11 min read

How JoyAgent Enables Multimodal RAG for Enterprise Knowledge Management

JoyAgent, JD's open‑source intelligent‑agent platform, now adds multimodal Retrieval‑Augmented Generation (RAG) capabilities, combining graph‑based knowledge, hierarchical chunking, and vision‑language models to handle text, images, tables, and API data for enterprise knowledge processing and evaluation.

JD Tech Talk

Dec 1, 2025

How JoyAgent Enables Multimodal RAG for Enterprise Knowledge Management

Background

Traditional Retrieval‑Augmented Generation (RAG) works well for pure text but cannot directly handle structured or visual information such as tables, charts, scanned images, or data that lives in real‑time systems (CRM, ERP). This limitation leads to incomplete retrieval and hallucinations in large language models when applied to enterprise knowledge bases.

Key Challenges

Multimodal Gap : Enterprise documents contain images, embedded tables, and diagrams that a text‑only RAG pipeline cannot interpret, causing loss of critical knowledge.

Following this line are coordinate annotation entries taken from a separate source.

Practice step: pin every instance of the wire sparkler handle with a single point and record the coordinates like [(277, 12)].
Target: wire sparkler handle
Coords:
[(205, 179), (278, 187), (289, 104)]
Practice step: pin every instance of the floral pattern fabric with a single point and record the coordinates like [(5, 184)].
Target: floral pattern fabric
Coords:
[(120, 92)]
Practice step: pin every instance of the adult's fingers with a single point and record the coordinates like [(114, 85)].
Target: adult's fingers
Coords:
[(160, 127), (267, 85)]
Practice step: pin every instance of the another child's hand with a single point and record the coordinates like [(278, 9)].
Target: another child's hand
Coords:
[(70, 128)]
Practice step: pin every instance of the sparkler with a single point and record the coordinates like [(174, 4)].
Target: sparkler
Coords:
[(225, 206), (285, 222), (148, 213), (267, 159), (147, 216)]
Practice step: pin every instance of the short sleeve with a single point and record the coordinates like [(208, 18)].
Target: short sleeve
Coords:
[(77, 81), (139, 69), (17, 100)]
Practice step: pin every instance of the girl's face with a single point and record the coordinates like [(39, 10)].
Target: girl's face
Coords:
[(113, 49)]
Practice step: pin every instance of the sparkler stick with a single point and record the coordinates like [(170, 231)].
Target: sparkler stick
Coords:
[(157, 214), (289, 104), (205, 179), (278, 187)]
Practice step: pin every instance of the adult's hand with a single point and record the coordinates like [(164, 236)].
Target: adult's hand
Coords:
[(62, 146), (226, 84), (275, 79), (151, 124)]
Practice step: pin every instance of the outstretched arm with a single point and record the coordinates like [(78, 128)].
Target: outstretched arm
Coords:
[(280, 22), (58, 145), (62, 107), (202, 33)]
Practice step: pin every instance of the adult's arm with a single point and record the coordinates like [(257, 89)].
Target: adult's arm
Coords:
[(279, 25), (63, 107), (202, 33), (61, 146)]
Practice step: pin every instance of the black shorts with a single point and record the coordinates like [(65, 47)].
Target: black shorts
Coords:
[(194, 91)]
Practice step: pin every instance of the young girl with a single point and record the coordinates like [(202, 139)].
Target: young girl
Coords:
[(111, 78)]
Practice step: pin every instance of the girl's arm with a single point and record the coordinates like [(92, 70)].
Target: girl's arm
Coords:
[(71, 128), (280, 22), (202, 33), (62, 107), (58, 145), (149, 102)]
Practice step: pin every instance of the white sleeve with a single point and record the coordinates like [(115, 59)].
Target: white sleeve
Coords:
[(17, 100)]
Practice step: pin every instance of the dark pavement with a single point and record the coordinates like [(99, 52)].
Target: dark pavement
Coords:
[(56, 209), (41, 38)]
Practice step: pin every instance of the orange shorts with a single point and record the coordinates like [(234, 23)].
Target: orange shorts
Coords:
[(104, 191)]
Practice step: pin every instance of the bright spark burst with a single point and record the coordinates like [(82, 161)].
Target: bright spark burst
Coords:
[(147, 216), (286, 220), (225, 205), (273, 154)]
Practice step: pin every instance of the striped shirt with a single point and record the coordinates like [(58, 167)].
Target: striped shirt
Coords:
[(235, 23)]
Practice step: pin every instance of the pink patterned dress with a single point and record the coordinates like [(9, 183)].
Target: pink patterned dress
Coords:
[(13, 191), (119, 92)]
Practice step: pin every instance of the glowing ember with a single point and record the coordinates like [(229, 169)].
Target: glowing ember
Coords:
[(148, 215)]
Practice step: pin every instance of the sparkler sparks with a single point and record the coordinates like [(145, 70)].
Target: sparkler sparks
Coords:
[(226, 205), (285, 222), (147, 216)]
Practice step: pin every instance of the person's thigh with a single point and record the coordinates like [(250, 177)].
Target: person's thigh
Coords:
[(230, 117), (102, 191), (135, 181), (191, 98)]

Data Quality and Dynamics : Knowledge bases often have inconsistent formats, outdated entries, and frequent updates. Core business data is stored in dynamic services that traditional RAG cannot query.

JoyAgent Multimodal Knowledge Management Architecture

The system is divided into a Knowledge Processing Layer and a Knowledge Usage Layer.

Knowledge Processing Layer

Temporal Knowledge Graph

JoyAgent integrates graphiti, a framework for building time‑aware knowledge graphs. It supports incremental updates and dual‑time modeling (event time vs. ingestion time), enabling reasoning over evolving business data without full re‑indexing.

Handles heterogeneous, evolving data sources for decision‑making and automation.

Provides temporal attributes useful for audit compliance, supply‑chain trend prediction, and historical analyses.

Multi‑Document, Multi‑Source Support

Supports a wide range of file formats (Excel, Word, PDF, PPT, images) and video content (automatic speech recognition and key‑frame extraction). A unified document schema and specialized parsers convert each input into a consistent structure for downstream indexing.

API‑based ingestion is also available, allowing agents to discover and invoke external services (e.g., ERP, CRM) on demand.

Knowledge Usage Layer – Multimodal RAG

Multi‑Structure Indexing

Combines three complementary indexes:

Graph‑based GraphRAG for entity‑edge reasoning.

Tag‑based keyword index for fast lookup.

Embedding index for dense vector similarity.

Hierarchical chunking preserves semantic boundaries (headings, sections) in long documents, improving retrieval relevance.

Hierarchical Chunk Index

Content is split according to its logical hierarchy (e.g., chapter → section → paragraph). This fine‑grained partitioning enables the retriever to locate precise passages while maintaining context for downstream generation.

GraphRAG Retrieval

Entities and relationships are stored in a graph, allowing multi‑hop reasoning such as product sales → customer feedback → supply‑chain adjustment . Temporal edges record validity periods, so queries can target a specific historical state. Reported experiments show up to a 35 % accuracy boost on complex queries compared with flat vector retrieval.

Agentic Search

Instead of a single‑turn “retrieve‑then‑read” flow, the system can invoke an agent that plans multiple steps, decides whether to use a traditional retriever or an agentic tool, and orchestrates external APIs as needed. Users can enable or disable this mode via configuration.

Multimodal Retrieval

Vision‑Language Models (VLM) are integrated to handle image‑based queries. The workflow is:

Submit the user query and any uploaded images to the VLM.

Merge VLM answers with text‑based chunk results.

Pass the combined context to the LLM for final generation.

Supported multimodal tools include:

Image Q&A – direct question answering, summarization, or translation on uploaded images.

Image Search – vector similarity search for images or text queries.

Agents can combine these tools with a textual search utility to address scenarios such as detecting anomalies in warehouse photos and retrieving related handling procedures.

Evaluation

On the public DoubleBench benchmark, JoyAgent was compared with MDocAgent, Colqwen‑gen, ViDoRAG, and M3DOCRAG. Answers were graded by GPT‑4o on a 0‑10 scale; scores ≥7 were counted as correct. JoyAgent achieved a 76.2 % correctness rate, outperforming the other multimodal QA systems.

Internal tests on 150 queries across 500 enterprise documents also showed higher accuracy and relevance than competing solutions (Coze, IMA).

Future Directions

Planned work includes tighter integration of Agentic and GraphRAG capabilities so that agents can dynamically choose between graph‑based retrieval and external tool execution. Continued advances in multimodal processing will expand support for additional data types, moving toward a comprehensive enterprise‑wide intelligent system.